Increased health care cost and lower productivity from GHG and pollution may be the main drivers, not the relative price of ICEVs vs EVs.
Of course, lower cost, more efficient batteries and FCs and lower cost clean H2 will help to accelerate the switch but more government actions will/may be required. It will soon come.
Posted by: HarveyD | 02 November 2016 at 08:39 AM
Build a better product and they (the Commoner) "will beat a path to your door". No need to build more if the Demand is not there. This is Not Reaganomics, AKA Mr. Stockman. (Funny. I happen to know Stockman's brother, who is lawyer, not an economist.)
Supply and Demand, Demand and Supply, EE Econ 101.
Posted by: Dr. Strange Love | 02 November 2016 at 02:21 PM
The US Dream based on Supply and Demand has changed course during the last 30 years or so. The Middle Class is gradually but quickly disappearing in favour of the lower class and top 1% class. Without government interference, USA will soon have 99% poor/very poor and 1% billionaires with their fortunes hidden in tax free paradises.

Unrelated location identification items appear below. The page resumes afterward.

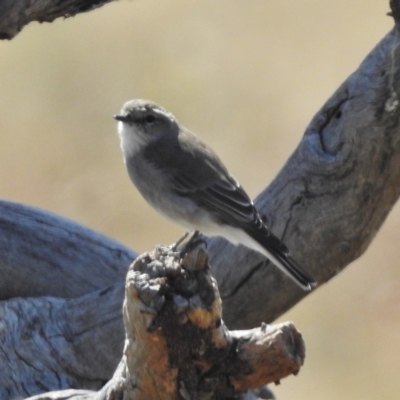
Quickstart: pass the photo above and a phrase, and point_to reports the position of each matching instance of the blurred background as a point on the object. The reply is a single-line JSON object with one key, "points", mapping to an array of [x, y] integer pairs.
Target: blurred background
{"points": [[247, 76]]}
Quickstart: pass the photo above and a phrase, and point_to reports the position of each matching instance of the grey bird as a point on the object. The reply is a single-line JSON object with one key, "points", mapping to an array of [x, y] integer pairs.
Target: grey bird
{"points": [[185, 181]]}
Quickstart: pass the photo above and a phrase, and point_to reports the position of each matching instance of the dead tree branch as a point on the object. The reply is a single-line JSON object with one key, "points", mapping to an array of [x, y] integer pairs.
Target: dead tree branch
{"points": [[176, 344], [327, 203]]}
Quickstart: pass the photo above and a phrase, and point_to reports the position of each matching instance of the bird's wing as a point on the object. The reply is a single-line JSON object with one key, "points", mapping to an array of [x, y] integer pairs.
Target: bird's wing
{"points": [[229, 204]]}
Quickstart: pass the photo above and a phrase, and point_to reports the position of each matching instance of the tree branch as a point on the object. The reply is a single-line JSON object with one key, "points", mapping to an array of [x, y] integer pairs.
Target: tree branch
{"points": [[176, 344], [15, 14]]}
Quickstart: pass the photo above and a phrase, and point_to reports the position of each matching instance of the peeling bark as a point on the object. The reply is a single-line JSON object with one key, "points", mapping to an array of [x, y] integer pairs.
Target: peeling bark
{"points": [[176, 344]]}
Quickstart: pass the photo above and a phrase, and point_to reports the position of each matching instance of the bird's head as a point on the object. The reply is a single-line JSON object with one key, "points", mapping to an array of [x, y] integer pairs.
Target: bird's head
{"points": [[141, 122]]}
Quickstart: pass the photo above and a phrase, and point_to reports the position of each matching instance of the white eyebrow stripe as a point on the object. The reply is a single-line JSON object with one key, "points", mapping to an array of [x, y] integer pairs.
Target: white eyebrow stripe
{"points": [[165, 113]]}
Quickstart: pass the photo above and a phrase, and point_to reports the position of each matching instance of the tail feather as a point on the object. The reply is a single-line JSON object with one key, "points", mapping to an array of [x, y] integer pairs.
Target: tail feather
{"points": [[279, 254], [293, 269]]}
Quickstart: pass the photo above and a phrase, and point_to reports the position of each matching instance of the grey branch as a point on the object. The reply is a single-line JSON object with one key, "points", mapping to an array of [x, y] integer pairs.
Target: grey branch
{"points": [[15, 14], [177, 346], [327, 204]]}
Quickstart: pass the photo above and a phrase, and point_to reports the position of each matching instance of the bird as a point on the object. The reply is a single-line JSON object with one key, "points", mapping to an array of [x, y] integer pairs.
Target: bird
{"points": [[183, 179]]}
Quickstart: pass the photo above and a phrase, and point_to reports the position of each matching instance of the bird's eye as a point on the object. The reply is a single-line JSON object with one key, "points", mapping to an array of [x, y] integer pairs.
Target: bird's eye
{"points": [[149, 119]]}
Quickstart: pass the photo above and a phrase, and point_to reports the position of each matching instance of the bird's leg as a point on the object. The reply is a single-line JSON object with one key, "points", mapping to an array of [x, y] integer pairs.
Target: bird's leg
{"points": [[192, 243]]}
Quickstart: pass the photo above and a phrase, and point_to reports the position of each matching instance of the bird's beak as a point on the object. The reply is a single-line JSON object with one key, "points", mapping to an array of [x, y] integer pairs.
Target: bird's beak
{"points": [[122, 118]]}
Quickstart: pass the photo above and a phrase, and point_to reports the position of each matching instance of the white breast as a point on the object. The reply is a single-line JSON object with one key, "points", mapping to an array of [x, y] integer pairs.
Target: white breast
{"points": [[131, 140]]}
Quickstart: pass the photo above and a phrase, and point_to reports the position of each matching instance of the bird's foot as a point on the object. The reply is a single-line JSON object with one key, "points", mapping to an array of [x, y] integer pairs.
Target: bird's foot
{"points": [[194, 241]]}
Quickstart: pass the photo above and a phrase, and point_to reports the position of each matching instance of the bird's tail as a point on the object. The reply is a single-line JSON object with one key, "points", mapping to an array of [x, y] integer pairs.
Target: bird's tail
{"points": [[278, 253]]}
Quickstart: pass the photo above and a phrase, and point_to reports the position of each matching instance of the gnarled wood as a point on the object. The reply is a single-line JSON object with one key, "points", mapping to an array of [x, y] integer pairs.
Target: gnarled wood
{"points": [[15, 14], [176, 344]]}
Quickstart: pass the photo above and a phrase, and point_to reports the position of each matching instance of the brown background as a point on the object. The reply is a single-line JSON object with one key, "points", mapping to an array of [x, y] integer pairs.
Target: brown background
{"points": [[245, 75]]}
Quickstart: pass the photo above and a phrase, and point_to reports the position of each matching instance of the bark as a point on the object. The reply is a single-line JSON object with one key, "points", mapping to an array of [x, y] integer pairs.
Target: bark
{"points": [[45, 255], [327, 204], [15, 14], [176, 344]]}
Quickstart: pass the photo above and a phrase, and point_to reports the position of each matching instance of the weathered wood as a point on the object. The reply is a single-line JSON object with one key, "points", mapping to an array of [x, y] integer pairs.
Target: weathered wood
{"points": [[331, 197], [15, 14], [50, 343], [176, 344], [42, 254], [327, 203]]}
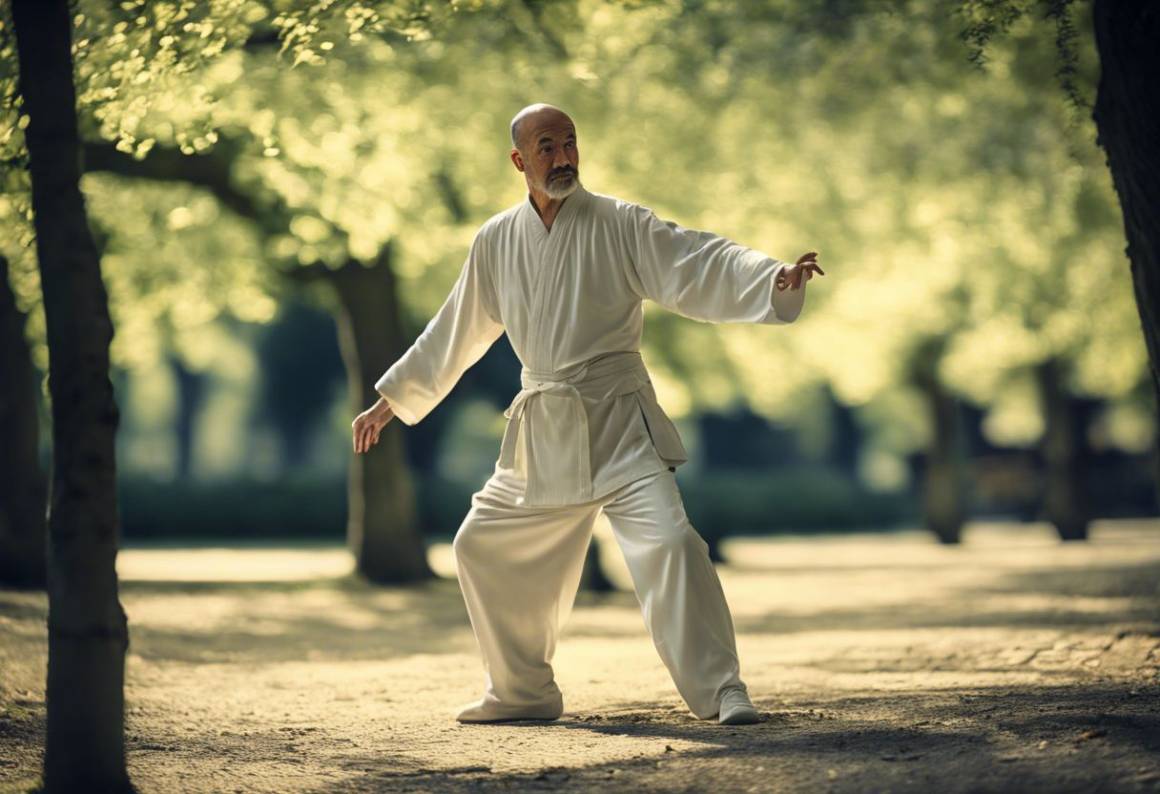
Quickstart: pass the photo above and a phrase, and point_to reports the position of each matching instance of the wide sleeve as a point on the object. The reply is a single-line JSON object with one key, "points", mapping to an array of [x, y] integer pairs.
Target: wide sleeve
{"points": [[456, 337], [703, 275]]}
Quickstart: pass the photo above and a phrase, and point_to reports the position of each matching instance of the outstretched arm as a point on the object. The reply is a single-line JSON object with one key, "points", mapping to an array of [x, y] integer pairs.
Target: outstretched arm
{"points": [[456, 337], [709, 278]]}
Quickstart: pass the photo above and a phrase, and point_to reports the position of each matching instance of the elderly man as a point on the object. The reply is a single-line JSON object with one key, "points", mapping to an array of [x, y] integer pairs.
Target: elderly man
{"points": [[564, 274]]}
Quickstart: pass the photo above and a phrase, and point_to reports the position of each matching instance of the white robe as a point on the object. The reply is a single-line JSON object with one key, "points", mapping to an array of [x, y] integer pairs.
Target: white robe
{"points": [[586, 420]]}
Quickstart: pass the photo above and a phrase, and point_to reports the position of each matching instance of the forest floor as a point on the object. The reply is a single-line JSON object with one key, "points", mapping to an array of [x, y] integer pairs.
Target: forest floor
{"points": [[879, 663]]}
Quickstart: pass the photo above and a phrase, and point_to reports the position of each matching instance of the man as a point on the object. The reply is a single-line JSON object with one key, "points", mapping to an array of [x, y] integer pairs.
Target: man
{"points": [[564, 274]]}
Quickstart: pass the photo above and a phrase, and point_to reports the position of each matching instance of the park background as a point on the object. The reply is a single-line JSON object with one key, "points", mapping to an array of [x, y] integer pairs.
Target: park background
{"points": [[283, 194]]}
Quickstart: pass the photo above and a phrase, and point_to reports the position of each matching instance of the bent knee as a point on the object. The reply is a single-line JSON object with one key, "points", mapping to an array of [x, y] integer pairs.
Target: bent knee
{"points": [[465, 541], [680, 539]]}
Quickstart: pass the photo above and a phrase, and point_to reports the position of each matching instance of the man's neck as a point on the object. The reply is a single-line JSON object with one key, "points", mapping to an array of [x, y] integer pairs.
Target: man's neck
{"points": [[546, 207]]}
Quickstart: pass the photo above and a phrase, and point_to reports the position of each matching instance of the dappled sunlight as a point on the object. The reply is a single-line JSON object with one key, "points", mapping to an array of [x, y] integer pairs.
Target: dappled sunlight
{"points": [[232, 564], [278, 661]]}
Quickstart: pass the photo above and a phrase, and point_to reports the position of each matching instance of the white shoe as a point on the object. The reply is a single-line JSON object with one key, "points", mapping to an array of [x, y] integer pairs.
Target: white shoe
{"points": [[484, 711], [737, 708]]}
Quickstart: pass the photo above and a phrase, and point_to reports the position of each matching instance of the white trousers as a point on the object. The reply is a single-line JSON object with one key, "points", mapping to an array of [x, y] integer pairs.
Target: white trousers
{"points": [[520, 568]]}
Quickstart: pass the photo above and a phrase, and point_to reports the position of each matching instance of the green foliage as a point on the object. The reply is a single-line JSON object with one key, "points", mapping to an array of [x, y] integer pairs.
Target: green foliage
{"points": [[948, 201]]}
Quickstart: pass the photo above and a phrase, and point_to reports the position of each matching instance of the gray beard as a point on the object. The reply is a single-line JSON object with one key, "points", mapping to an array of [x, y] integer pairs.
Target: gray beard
{"points": [[562, 188]]}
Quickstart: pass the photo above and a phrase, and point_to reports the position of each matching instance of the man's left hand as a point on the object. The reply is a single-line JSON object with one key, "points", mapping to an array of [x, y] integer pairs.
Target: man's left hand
{"points": [[800, 272]]}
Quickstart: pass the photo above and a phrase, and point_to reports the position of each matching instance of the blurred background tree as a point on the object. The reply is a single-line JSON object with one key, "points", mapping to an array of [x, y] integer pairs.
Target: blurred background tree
{"points": [[254, 168]]}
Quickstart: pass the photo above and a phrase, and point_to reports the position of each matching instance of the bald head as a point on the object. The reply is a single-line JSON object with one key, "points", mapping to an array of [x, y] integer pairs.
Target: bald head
{"points": [[534, 116], [544, 150]]}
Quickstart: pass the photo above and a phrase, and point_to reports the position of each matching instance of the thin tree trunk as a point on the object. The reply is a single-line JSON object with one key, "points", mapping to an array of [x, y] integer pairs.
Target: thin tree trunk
{"points": [[22, 486], [1128, 118], [87, 628], [1065, 498], [190, 396], [382, 528], [943, 481]]}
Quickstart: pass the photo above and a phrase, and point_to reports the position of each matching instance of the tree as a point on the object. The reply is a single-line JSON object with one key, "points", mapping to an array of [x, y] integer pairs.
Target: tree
{"points": [[87, 628], [22, 486], [1128, 115]]}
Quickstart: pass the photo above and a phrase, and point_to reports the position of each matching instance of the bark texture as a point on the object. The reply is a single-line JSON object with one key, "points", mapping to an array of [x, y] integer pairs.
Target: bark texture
{"points": [[1128, 118], [1065, 497], [87, 627], [381, 529]]}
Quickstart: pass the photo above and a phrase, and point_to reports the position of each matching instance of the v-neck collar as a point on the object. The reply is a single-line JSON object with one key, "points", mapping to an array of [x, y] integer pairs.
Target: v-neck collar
{"points": [[567, 209]]}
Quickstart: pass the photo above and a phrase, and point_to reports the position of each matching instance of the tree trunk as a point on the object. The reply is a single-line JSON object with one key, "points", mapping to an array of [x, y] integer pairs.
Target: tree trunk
{"points": [[1128, 118], [22, 488], [87, 628], [381, 529], [943, 481], [190, 396], [1065, 499]]}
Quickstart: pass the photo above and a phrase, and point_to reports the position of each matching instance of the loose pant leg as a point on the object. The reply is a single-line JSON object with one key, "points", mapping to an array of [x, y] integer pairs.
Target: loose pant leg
{"points": [[519, 570], [680, 594]]}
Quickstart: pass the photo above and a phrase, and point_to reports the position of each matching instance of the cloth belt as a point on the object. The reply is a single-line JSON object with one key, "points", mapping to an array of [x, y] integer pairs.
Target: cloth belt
{"points": [[551, 449]]}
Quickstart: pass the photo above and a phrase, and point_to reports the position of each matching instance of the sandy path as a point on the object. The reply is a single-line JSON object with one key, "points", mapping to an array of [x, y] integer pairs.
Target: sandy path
{"points": [[881, 663]]}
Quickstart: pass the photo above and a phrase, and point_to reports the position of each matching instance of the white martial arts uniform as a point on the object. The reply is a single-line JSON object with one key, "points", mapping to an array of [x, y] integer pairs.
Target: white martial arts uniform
{"points": [[586, 432]]}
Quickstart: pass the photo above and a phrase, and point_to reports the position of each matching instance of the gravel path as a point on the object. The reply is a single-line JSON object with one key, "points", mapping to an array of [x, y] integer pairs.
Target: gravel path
{"points": [[879, 662]]}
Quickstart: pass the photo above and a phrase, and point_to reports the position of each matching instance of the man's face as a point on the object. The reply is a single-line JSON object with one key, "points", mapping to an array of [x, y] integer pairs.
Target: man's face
{"points": [[548, 154]]}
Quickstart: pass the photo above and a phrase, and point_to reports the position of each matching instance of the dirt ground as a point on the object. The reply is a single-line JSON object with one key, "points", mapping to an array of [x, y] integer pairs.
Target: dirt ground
{"points": [[879, 662]]}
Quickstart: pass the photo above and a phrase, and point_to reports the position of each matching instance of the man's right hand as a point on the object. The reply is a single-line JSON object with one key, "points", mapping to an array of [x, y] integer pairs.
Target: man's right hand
{"points": [[369, 424]]}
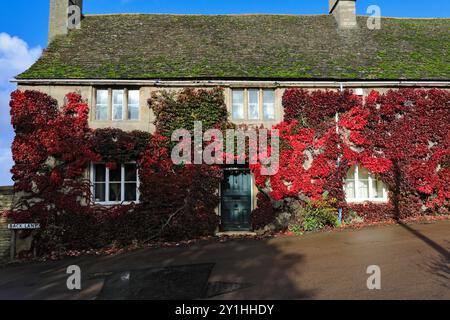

In other words, up to 99% will/may not be able to afford the vehicles produced locally or imported, may they be ICEVs, HEVs, PHEVs or BEVs/FCEVs.
It will be back almost 500 years, when Lords & Kings were very rich and commoners worked and walked for pittance. Commoners will soon sell their votes for a few dollars to elect poppets. That type of democracy is getting harder to sell.